Asta Olivia Nordenhof's Latest Analysis: A Danish Series Aflame with Purpose

During the late night of April 7 1990, a catastrophic blaze erupted on board the MS Scandinavian Star, a passenger ferry traveling between Frederikshavn and Oslo. Insufficient staff preparedness along with jammed fire doors aided the propagation of the flames, while toxic cyanide gas emitted from combusting materials led to the loss of 159 individuals. Initially, the disaster was blamed to a passenger—a lorry driver with a record of arson. Since this suspect also perished in the fire and was unable to refute the accusations, the complete facts regarding the disaster remained concealed for a long time. Only in 2020 that a comprehensive documentary revealed the fire was likely set deliberately as part of an insurance fraud.

Asta Olivia Nordenhof's Literary Sequence: An Overview

In the first volume of Asta Olivia Nordenhof's epic sequence, the preceding volume, an unidentified protagonist is riding on a bus through Copenhagen when she observes an elderly man on the street. As the vehicle drives away, she experiences an “uncanny feeling” that she is carrying a part of him with her. Compelled to repeat the journey in search of him, the narrator finds herself in a setting that is both alien and strangely known. She introduces readers to Maggie and Kurt, whose relationship is strained by the burdens of their troubled pasts. In the final pages of that volume, it is suggested that the source of Kurt's disaffection may originate in a disastrous financial decision made on his account by a individual known as T.

This New Volume: A Unique Approach

The Devil Book begins with an extended prose poem in which the narrator explains her struggle to write T's story. “Within this volume, two,” she writes, “we were supposed / to follow him / from youth up until / the evening / when he sat waiting for / the news that / the blaze / on the ferry / had successfully been / ignited.” Overwhelmed by the task she has assigned herself and disrupted by the pandemic, she approaches the story indirectly, as a type of parable. “I came to think / that I / can do / anything I want / so this / is my work / this is / for you / this is / an erotic thriller / about entrepreneurs and / the dark force.”

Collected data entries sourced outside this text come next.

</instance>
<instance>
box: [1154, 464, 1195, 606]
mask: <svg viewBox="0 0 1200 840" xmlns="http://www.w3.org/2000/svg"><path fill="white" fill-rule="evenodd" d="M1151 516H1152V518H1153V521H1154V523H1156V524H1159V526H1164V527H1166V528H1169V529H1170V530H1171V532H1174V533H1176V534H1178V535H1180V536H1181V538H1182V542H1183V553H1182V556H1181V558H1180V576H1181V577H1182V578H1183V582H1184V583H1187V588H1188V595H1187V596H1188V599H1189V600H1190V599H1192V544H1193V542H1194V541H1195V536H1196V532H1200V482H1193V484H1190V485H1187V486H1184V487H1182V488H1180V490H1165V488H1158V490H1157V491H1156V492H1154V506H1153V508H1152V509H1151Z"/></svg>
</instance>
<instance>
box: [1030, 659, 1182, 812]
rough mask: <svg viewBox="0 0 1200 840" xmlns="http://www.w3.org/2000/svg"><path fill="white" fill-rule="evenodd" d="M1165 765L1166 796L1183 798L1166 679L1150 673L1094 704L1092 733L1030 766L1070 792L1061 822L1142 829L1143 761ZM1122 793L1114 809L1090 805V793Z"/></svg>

A narrative gradually unfolds of a woman who experiences quarantine in the UK capital with a virtual stranger and over the course of those days relates to him what occurred to her a decade before, when she agreed to an offer from a figure who claimed to be the devil to fulfill all her desires, so long as she didn't question his intentions. As the threads of the dual narratives become more interwoven, we begin to suspect that they are one and the same—or at the very least that the nature of T is legion, for there are demonic forces everywhere.

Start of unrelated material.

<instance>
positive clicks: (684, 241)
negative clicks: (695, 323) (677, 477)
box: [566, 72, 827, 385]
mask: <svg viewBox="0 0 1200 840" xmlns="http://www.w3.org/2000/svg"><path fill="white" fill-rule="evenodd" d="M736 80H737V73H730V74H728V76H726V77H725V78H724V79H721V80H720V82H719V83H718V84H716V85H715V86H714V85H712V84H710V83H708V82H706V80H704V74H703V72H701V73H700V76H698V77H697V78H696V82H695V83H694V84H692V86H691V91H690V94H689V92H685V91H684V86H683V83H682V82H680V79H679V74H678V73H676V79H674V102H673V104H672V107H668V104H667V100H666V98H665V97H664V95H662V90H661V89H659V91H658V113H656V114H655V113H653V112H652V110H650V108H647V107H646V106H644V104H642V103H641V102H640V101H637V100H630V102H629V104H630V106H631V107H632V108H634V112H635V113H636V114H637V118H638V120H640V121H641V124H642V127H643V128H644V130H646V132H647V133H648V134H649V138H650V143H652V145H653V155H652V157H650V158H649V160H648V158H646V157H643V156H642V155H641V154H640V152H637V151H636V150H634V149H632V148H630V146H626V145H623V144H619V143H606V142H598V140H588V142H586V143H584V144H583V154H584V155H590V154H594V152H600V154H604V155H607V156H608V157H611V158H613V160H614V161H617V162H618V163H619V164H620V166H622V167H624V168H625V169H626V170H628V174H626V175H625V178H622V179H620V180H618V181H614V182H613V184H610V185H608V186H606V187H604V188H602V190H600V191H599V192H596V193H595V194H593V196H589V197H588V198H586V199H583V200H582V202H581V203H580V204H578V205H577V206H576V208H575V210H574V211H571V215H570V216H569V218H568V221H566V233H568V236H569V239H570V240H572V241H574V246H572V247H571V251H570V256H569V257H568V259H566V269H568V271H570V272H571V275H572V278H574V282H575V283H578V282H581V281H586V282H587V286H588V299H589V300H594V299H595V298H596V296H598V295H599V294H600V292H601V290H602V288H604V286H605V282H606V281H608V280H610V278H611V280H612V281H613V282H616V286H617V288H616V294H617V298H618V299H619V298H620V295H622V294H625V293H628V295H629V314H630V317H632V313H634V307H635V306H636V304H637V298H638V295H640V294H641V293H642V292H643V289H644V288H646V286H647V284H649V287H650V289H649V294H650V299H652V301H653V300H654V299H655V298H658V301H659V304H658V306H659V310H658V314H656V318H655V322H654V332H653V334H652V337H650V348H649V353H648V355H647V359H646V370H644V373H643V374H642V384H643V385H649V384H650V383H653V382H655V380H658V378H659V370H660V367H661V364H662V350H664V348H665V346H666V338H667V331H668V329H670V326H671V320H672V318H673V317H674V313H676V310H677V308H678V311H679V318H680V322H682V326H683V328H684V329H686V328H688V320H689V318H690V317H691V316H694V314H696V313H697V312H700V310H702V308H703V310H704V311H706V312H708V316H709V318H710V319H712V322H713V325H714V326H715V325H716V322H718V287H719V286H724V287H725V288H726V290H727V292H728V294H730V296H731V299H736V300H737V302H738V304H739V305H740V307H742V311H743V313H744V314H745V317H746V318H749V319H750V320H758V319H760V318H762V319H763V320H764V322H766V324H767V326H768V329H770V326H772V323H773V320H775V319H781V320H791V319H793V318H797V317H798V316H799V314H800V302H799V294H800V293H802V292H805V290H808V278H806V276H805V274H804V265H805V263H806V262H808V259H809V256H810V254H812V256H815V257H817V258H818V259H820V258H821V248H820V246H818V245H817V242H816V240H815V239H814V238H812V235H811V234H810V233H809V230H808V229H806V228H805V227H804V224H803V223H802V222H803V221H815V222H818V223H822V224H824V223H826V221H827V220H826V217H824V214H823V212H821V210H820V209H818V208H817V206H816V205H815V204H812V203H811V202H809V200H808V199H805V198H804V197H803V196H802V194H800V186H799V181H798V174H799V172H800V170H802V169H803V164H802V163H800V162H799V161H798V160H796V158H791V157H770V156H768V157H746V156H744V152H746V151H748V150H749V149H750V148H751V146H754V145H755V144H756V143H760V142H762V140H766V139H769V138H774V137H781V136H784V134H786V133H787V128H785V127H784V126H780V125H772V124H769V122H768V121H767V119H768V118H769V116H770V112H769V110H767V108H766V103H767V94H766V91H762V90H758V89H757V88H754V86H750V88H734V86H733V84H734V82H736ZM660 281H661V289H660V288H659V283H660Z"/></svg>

Another blaze is present: a passionate, magnetic dedication to writing as a political act

Pacts and Consequences: A Literary Examination

Literature teach us that it is the devil who makes bargains, not God, and that we engage in them at our risk. But what if the narrator herself is the devil? A additional storyline comes finally to light—the account of a girl whose early years was scarred by abuse and who spent time in a psychiatric hospital, under duress to comply with social expectations or suffer more of the same. “[This entity] understands that in the game you've set for it, there are a pair of results: submit or stay a beast.” A third way out is finally unveiled through a collection of poems to the darkness that are also a call to arms against the forces of wealth and power.

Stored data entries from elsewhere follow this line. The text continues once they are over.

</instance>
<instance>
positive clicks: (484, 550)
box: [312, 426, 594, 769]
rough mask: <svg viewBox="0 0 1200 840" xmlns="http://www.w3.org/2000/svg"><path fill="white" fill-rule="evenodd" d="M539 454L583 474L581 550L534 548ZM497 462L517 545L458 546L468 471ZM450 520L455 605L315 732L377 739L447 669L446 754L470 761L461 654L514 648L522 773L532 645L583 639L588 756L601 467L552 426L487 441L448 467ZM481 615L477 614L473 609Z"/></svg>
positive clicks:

Parallels and Interpretations: From Literature to Real Events

Many British audience members of Nordenhof's series novels will reflect right away of the London tower fire, which, though unintentional in cause, shares parallels in that the resulting disaster and fatalities can be linked at in part to the dangerous trade-off of putting financial gain over human lives. In these initial volumes of what is projected to be a seven-book series, the blaze aboard the ship and the series of deceptive business deals that culminated in multiple deaths are a sinister underlying presence, revealing themselves only in brief glimpses of detail or implication yet projecting a growing shadow over everything that occurs. Some individuals may question how far it is possible to interpret The Devil Book as a independent work, when its aim and significance are so intricately tied into a broader narrative whose ultimate shape, at this stage, is unknowable.

Innovative Prose: Ethics and Aesthetics Intertwined

Some individuals—and I include myself as one of them—who will become enamored with the author's endeavor purely as written art, as properly experimental literature whose ethical and creative purpose are so deeply interlinked as to make them inextricable. “Write poems / for we need / that as well.” There is another fire here: a passionate, magnetic devotion to writing as a statement. I intend to continue to pursue this series, wherever it goes.

Zachary Hayes
Zachary Hayes

A passionate Canadian explorer and writer, sharing insights from journeys across diverse landscapes and cultures.